Bartoszewski odniósł się także do haseł wyborczych, takich jak „Polska jest najważniejsza”, „Bóg, honor, ojczyzna” czy „Harcerz służy Bogu”, które choć piękne i nie sposób się z nimi nie zgodzić, nie wnoszą żadnej treści do dyskursu politycznego. Skrytykował również innych kandydatów na prezydenta, zajmującymi się krytyką rządu, z którym mają w przyszłości współdziałać.
Polska a Unia Europejska
Bartoszewski duże szanse dla Polski upatruje w przypadającej na połowę 2011 roku polskiej prezydencji w Unii Europejskiej.

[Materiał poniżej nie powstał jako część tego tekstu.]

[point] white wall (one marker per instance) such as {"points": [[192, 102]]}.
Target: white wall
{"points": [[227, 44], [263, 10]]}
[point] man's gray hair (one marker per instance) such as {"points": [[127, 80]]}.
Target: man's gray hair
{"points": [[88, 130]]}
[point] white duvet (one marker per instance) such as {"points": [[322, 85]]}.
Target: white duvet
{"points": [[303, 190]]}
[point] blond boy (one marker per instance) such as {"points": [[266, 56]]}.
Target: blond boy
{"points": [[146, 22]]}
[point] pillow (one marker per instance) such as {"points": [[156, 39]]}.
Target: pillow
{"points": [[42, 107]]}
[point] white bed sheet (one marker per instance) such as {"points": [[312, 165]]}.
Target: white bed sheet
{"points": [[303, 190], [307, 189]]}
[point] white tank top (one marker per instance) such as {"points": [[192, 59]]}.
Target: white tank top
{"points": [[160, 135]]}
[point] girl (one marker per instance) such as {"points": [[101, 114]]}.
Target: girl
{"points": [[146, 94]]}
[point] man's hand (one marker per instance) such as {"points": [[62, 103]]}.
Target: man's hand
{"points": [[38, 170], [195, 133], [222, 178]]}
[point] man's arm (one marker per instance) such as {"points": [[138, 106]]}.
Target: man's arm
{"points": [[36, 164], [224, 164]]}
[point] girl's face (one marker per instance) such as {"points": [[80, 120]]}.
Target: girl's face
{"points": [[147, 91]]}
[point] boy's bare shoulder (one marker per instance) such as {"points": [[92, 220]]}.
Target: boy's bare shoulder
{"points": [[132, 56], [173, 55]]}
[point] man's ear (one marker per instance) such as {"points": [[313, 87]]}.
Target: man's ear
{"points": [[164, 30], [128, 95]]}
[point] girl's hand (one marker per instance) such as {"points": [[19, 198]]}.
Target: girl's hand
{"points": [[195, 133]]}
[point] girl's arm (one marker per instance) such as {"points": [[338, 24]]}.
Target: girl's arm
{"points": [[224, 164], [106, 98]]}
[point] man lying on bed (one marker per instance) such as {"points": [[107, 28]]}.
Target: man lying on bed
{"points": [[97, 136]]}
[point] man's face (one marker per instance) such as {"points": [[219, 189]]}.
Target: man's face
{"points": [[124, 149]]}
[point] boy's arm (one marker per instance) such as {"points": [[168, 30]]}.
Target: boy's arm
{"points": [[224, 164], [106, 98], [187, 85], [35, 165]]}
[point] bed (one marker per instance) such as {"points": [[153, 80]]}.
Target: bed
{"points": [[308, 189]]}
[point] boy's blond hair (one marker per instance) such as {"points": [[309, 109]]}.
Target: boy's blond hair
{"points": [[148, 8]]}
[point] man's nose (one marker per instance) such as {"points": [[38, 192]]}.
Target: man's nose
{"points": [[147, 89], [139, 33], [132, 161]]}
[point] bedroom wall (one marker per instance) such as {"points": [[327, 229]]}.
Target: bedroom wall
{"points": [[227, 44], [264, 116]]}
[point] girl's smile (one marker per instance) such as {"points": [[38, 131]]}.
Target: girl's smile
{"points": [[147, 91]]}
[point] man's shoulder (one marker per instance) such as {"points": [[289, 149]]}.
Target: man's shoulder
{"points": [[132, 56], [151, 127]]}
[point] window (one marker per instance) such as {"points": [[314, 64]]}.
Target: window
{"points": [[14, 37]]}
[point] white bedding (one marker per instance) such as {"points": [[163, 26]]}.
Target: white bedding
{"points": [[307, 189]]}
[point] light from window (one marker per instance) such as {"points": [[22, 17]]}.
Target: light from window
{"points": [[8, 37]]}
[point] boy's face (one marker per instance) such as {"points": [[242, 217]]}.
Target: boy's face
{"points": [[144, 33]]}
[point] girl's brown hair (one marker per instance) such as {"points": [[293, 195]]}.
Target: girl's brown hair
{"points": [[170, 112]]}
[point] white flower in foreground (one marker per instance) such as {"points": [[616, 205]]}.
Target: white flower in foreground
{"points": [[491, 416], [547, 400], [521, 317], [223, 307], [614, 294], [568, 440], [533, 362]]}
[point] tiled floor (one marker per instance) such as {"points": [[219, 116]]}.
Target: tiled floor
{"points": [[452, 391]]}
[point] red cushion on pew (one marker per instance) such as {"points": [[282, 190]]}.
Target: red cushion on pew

Dostrzegając możliwe profity ale zarazem wyzwania jakie wynikają z objęcia prezydencji Bartoszewski w charakterystyczny dla siebie sposób dodał, że „może nie obędzie się bez przemocy i improwizacji ale damy sobie radę”.
„Ja mówię pół żartem, bo mam taki styl”
O specyficznym tonie wypowiedzi Władysława Bartoszewskiego nie sposób nie wspomnieć. „Ja mówię pół żartem, bo mam taki styl”- tłumaczył. I tym razem opowiedział kilka humorystycznych sytuacji, które wywołały śmiech na widowni. „Dowiaduję się za pośrednictwem moich pracowników z internetu, jakim ja jestem sukinsynem. Żonie opowiadam, a ona mówi, że aż taki zły to nie jestem”- żartował. Wspomniał także o kolejnej zabawnej historii: „jak pismo Viva napisało, że biegam po schodach i powiewam uszami, to byłem zadowolony, nie że powiewam uszami, ale że jeszcze biegam”.
Humor na bis
Wykład profesora Władysława Bartoszewskiego nagrodzony został oklaskami oraz wiecznym piórem, ufundowanym przez organizatorów wydarzenia. I wszystko byłoby dobrze, gdyby nie fakt, że profesor wiecznym piórem nie pisze w ogóle.